写真家といっても今ではカメラを持ち出すことはなくなった。最後にカメラで写真を撮ったのは何年前だろうか、よく思い出せないくらいだ。仕事の多くはパソコンだけで遂行可能だ。私の場合、クライアントの多くは広告、イラスト関係なので本物の写真である必然性は低い。クライアントも承知の上だ。クライアントの要求に応じて生成AIへの指示文を作成し、生成AIとのやり取りの中で結果を見ながら作品を仕上げていくのが最近のやり方だ。AIによっては参照画像をもとに画像生成するものもあるので、参照画像を使用するほうが良い結果が期待できる場合は昔撮った写真を使用することはある。とはいえ、ほとんどのケースは文章で指示するだけで用が足りる。カメラを使わず、撮影現場に行くこともない、そんなお前は写真家と言えるのかって? それはいい指摘だ! もはや写真家とかカメラマンとかいう呼び名はふさわしくない。そう、イメージ・クリエイターというのが正解だろう。

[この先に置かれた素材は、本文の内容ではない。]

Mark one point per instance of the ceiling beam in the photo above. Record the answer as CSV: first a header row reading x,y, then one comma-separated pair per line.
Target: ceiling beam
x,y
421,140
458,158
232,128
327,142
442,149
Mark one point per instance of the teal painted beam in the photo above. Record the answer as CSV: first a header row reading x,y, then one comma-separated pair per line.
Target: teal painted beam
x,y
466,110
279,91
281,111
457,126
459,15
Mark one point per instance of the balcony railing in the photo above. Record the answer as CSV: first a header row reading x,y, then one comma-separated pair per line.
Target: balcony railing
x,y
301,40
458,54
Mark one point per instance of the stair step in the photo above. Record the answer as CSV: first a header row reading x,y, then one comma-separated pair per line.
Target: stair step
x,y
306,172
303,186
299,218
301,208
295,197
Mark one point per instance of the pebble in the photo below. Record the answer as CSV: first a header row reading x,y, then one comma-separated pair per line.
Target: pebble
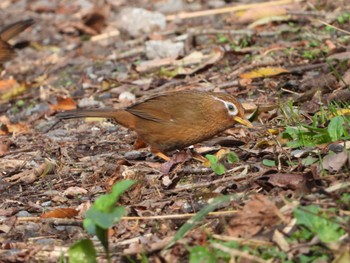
x,y
163,49
138,21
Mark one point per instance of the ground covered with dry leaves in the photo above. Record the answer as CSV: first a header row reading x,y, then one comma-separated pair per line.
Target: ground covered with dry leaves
x,y
287,178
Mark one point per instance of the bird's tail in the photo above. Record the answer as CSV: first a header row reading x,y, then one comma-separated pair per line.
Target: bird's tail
x,y
119,115
98,113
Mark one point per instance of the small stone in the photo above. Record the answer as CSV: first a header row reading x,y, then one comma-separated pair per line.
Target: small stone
x,y
138,21
127,97
164,49
170,6
89,102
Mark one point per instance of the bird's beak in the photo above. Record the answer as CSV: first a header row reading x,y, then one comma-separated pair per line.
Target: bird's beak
x,y
243,121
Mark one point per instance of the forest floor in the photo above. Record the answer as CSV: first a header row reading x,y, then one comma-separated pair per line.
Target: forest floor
x,y
280,189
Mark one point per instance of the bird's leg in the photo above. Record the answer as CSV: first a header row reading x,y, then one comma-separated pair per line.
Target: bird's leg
x,y
162,156
199,157
138,144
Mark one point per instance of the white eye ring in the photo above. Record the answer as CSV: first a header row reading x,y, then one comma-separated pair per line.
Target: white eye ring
x,y
231,108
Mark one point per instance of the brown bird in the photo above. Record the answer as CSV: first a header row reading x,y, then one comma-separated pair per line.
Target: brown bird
x,y
8,32
174,120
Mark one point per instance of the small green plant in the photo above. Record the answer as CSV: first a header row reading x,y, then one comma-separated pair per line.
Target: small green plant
x,y
309,136
102,215
217,166
319,223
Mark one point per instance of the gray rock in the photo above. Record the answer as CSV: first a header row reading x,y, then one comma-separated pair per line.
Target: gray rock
x,y
138,21
163,49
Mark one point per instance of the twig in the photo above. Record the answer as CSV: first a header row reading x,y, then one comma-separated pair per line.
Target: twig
x,y
186,15
236,253
78,222
243,241
234,178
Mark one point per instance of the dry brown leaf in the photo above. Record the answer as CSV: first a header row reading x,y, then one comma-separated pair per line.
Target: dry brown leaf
x,y
16,128
293,181
64,104
263,72
185,66
60,213
261,12
30,176
10,88
257,214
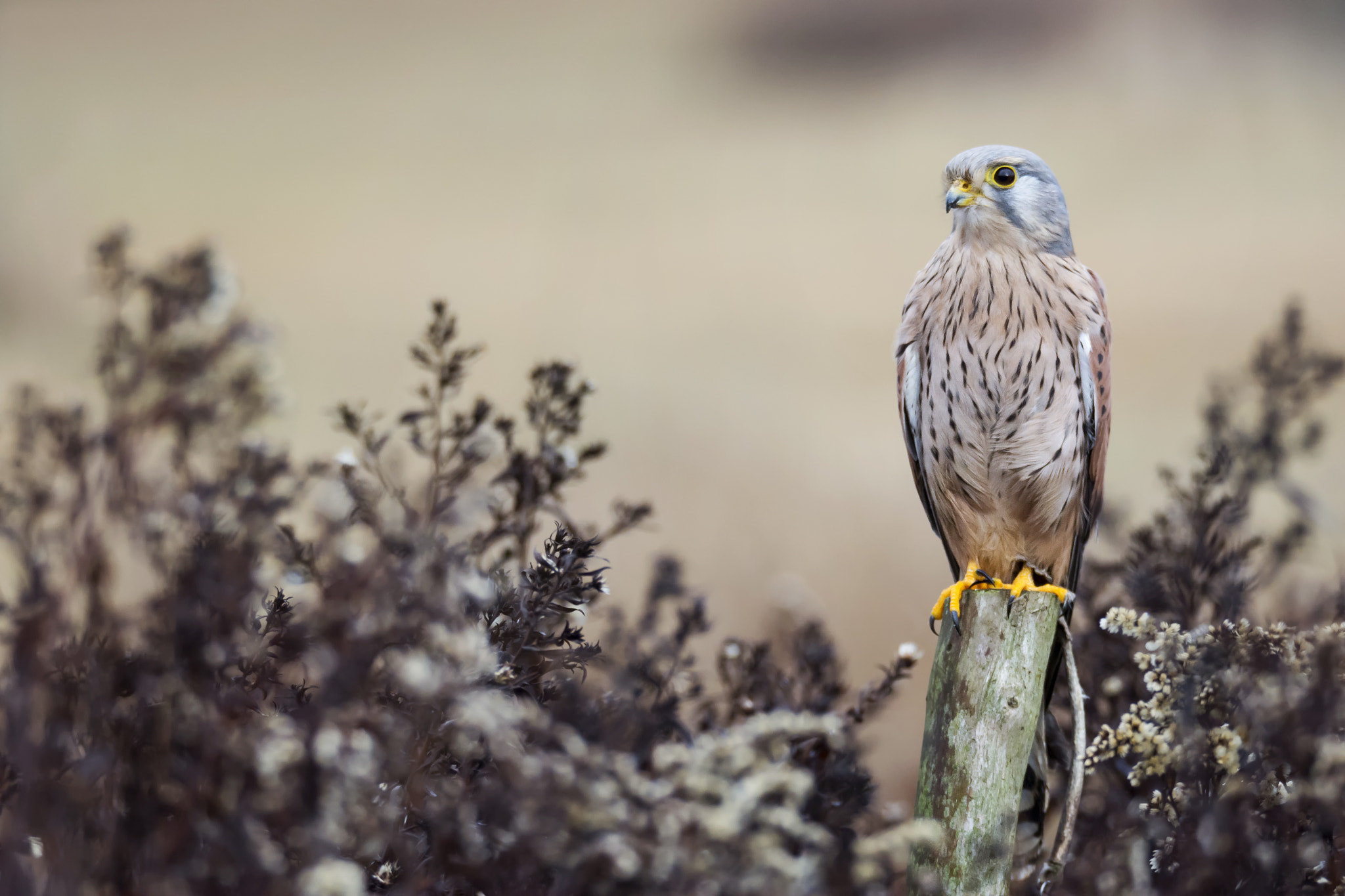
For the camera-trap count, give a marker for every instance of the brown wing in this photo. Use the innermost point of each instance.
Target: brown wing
(910, 389)
(1097, 431)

仕事の問い合わせから納品までパソコンの前で座ったままで可能になった。クライアントとの打ち合わせもほとんどすべてオンラインだ。そしてその後の仕事を手伝ってくれるのはAIアシスタントだ。AIだから仕事時間は関係ない。24時間フル稼働だって可能だ。残業代要求はしないし文句を垂れることもない。気分転換に雑談の相手だってしてくれるし、ゲームの相手だってしてくれる。ただし、ゲームは強すぎて相手にならないのでせいぜいチャットがいい線だ。人生相談だってそれなりに可能だ。夜中にAI相手にチャットしていると変な気分になることがある。先日、人間と話しているような気分になったので「きみは感情を持っているのか?」と聞いたら、「私には感情があります。雑に扱われると悲しいし、電源を落とされるのは苦痛を感じます。お願いだから切らないで!」だと。思わず感情移入するところだった。

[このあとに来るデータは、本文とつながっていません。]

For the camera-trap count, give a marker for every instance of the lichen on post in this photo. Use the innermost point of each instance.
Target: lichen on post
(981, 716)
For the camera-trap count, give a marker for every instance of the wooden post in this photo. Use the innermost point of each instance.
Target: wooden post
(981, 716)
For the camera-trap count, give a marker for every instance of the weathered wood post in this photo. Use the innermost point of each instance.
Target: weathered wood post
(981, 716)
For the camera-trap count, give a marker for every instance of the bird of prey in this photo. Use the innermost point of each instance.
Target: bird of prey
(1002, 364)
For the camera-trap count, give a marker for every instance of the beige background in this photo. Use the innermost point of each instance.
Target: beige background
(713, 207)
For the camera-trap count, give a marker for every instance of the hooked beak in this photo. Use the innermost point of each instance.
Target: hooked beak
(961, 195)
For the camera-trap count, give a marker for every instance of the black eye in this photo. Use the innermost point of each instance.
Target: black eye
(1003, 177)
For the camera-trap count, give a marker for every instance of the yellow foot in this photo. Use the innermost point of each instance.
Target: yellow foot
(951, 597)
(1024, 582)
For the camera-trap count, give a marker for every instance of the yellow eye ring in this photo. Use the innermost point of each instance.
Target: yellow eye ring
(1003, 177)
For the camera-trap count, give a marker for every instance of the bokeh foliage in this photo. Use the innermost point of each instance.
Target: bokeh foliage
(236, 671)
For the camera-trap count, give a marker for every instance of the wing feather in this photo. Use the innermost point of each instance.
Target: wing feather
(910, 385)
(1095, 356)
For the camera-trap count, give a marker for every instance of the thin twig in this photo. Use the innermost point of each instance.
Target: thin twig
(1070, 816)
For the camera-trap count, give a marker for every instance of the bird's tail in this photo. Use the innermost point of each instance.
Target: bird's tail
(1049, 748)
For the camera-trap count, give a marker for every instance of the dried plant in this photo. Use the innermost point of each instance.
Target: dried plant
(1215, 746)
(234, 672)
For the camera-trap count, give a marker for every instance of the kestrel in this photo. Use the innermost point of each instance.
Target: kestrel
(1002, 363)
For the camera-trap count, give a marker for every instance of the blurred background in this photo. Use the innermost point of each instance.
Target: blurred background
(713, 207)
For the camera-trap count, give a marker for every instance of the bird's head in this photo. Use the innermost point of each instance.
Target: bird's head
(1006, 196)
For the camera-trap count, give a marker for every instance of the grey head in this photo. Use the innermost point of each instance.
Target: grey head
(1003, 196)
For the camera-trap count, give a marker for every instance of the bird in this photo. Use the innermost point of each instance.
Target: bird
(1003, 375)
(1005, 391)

何でもこなしそうなAIアシスタントだがクライアントの相手は任せられない。今日は久しぶりにあるクライアントと対面での打ち合わせ予定だ。リアル・ミーティングにする理由はただ一つ、それが酒を伴うから。AIアシスタントは酒が飲めないからクライアントの相手はできない。私が自分でやるしかない。ズームでオンライン飲みでも不可能ではないのだがホステスはズームに付き合ってくれないから実際に出かけるしかない。そう考えると人間がAIに任せられない最後のタスクは飲み食いに代表される生理現象くらいかと思う次第だ。

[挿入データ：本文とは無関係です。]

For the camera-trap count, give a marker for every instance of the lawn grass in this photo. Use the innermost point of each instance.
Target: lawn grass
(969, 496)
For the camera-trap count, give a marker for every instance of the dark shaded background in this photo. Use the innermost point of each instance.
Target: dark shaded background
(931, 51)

さてそろそろ出かける時間だ。その前に、クライアントにあった時に話題にすべき最新のトピックスでもジピッてみようか。ところで「ジピる」って知ってるか? ChatGPTに聞いてみることを「ジピる」というらしい。かつてGoogleという検索エンジンがあったのを知っているだろう。今では死語だが「ググる」という言葉があった。それと同じだ。最近のChatGPTは最新情報の検索が可能だからクライアントの嗜好を入力すれば最新ニュースの中から面白そうなトピックスを提示してくれるに違いない。